Strong legislatures, alongside free and fair elections, are the bedrock of representational democracies. This importance is predicated on Parliaments as houses of elected representatives who, at least in theory, “re-present” the interests of the electorate and, in so doing, provide a counter-weight to the executive’s powers over the state apparatus.
On the African continent, colonialism bequeathed a legacy of repressive governance and weak institutions; it also forced disparate groups into single nations. Apart from limiting executive powers, legislatures should therefore have been important also for establishing deliberative forums for the mediation of conflicts within these diverse populations. Indeed, over the last five decades Parliaments established in post-colonial Africa have, to some extent, served deliberative functions, while their track records as institutions for public policy making has not been as strong, and their oversight role undermined by powerful executives.
The articles in this issue of Perspectives seek to reflect on the extent to which African legislatures have taken steps that mark their shift from being the “weakest link” of government to stronger, independent institutions. In essence, we ask – do African Parliaments really occupy the privileged position accorded to them in representational democracies? Are legislatures serving Africa’s democratic project, and if so, how well? Are the continent’s legislatures elite ventures, or do they allow the voices of “the people” into spaces of power?
At least on one level, the articles show that African legislatures have embarked on a new path. Mattes, Mozaffer and Barkan argue in their contribution that over the past two decades legislatures in countries such as Ghana, Kenya, Uganda and South Africa have taken steps to develop into institutions capable of fulfilling representative, legislative and oversight functions. This has included the, often uneven, emergence of committee systems to shadow ministers and the building of professional staff. African legislatures increasingly scrutinise and amend bills, and in a limited way, involve civil society, especially where large urban sectors exist.
However, as reflected by other contributions (including that on Kenya), resources do not necessarily build genuine political will to represent citizens’ interests and countervail executive powers. Internationally, as our contributor Zwelethu Jolobe argues, the rise of strong and centralised political parties, interest groups, the media, corporate power, and an increasingly specialised policy-making machinery have eroded legislatures’ power. The rise of the “Occupy” movement in the US, and the popularity of “anti-establishment” political parties such as “The Pirates” in Germany, demonstrate, among other things, that in the so-called developed world, despite all its resources, legislatures are increasingly seen as non-participatory or the extension of an indifferent elite.
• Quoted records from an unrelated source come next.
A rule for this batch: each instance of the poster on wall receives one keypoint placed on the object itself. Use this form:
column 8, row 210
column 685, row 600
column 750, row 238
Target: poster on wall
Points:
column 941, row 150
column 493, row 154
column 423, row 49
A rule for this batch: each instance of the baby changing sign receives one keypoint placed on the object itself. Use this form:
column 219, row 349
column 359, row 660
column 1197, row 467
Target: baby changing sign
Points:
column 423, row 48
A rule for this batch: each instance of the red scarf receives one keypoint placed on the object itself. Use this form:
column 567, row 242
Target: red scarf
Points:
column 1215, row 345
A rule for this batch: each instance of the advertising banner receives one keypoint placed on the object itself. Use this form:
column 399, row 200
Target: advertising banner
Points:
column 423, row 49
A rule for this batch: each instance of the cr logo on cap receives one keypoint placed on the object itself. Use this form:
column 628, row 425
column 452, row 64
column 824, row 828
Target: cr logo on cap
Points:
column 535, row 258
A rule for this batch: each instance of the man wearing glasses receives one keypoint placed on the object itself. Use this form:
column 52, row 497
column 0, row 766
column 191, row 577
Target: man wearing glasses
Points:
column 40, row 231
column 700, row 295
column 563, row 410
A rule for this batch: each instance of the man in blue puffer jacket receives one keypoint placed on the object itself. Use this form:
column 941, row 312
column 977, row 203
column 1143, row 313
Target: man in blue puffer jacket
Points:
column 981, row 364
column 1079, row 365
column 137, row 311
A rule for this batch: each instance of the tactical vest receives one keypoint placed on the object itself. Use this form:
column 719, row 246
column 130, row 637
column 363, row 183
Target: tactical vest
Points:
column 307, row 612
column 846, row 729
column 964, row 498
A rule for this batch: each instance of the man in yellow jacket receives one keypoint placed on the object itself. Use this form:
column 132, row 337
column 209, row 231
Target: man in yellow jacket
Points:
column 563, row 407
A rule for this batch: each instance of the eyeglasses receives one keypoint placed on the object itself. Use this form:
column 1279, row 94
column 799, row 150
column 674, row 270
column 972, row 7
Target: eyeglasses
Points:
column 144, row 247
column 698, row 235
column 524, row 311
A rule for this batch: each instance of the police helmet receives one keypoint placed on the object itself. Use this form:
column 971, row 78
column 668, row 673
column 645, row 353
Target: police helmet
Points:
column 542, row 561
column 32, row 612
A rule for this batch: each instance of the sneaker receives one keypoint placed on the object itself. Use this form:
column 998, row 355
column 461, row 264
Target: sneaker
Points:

For African Parliaments, who largely serve impoverished constituencies and must still establish themselves as the “sine-qua-non” of democracies in the eyes of citizens, this raises important challenges. How could we re-imagine Africa’s legislatures so that they better bridge the gap between citizens and elites? How can legislatures more robustly contribute to institutionalising democracies? South Africa and Kenya’s constitutional requirements that legislatures contribute to participatory and not just representative democracies, indicate shifting conceptions of how legislatures should relate to citizens.
Relationships between citizens and legislators, and the electoral systems that govern them, underpin another important question threaded through this edition. Proportional representation (PR) systems give political party leadership extensive powers over members of parliament, and in so doing lessen the importance of constituency services while emphasising adherence to party political positions and agendas. Constituency systems, on the other hand, favour community services at the expense of “institutional” legislative and oversight agendas. In 2009, a high level report on South Africa’s Parliament strongly argued that mixing the country’s pure PR closed-list system with a constituency system is essential for strengthening Parliament. In this issue, paradoxically, the critique of Kenya’s Parliament indicates that stronger party discipline is needed to replace narrow sectarian interests; and Mattes et al. suggest that the most important breed of parliamentarians are those who prize ‘institutional’ work over their standing in particular voting districts. Both these features – partisan discipline and an ‘institutional’ work focus are discouraged by constituency systems.
Mattes et al. argue that the more Africa’s legislatures develop their capacity to robustly engage with legislation, the more civil society and citizens’ interest in them grows. Public engagement with Parliaments through participation and monitoring is vital. Electoral systems, technical capacity and institutional arrangements are only a part of the picture. At least as important is the capacity of citizens to “own” their Parliaments: to keep alive the notion that legislatures are to ensure that state power serves the public good.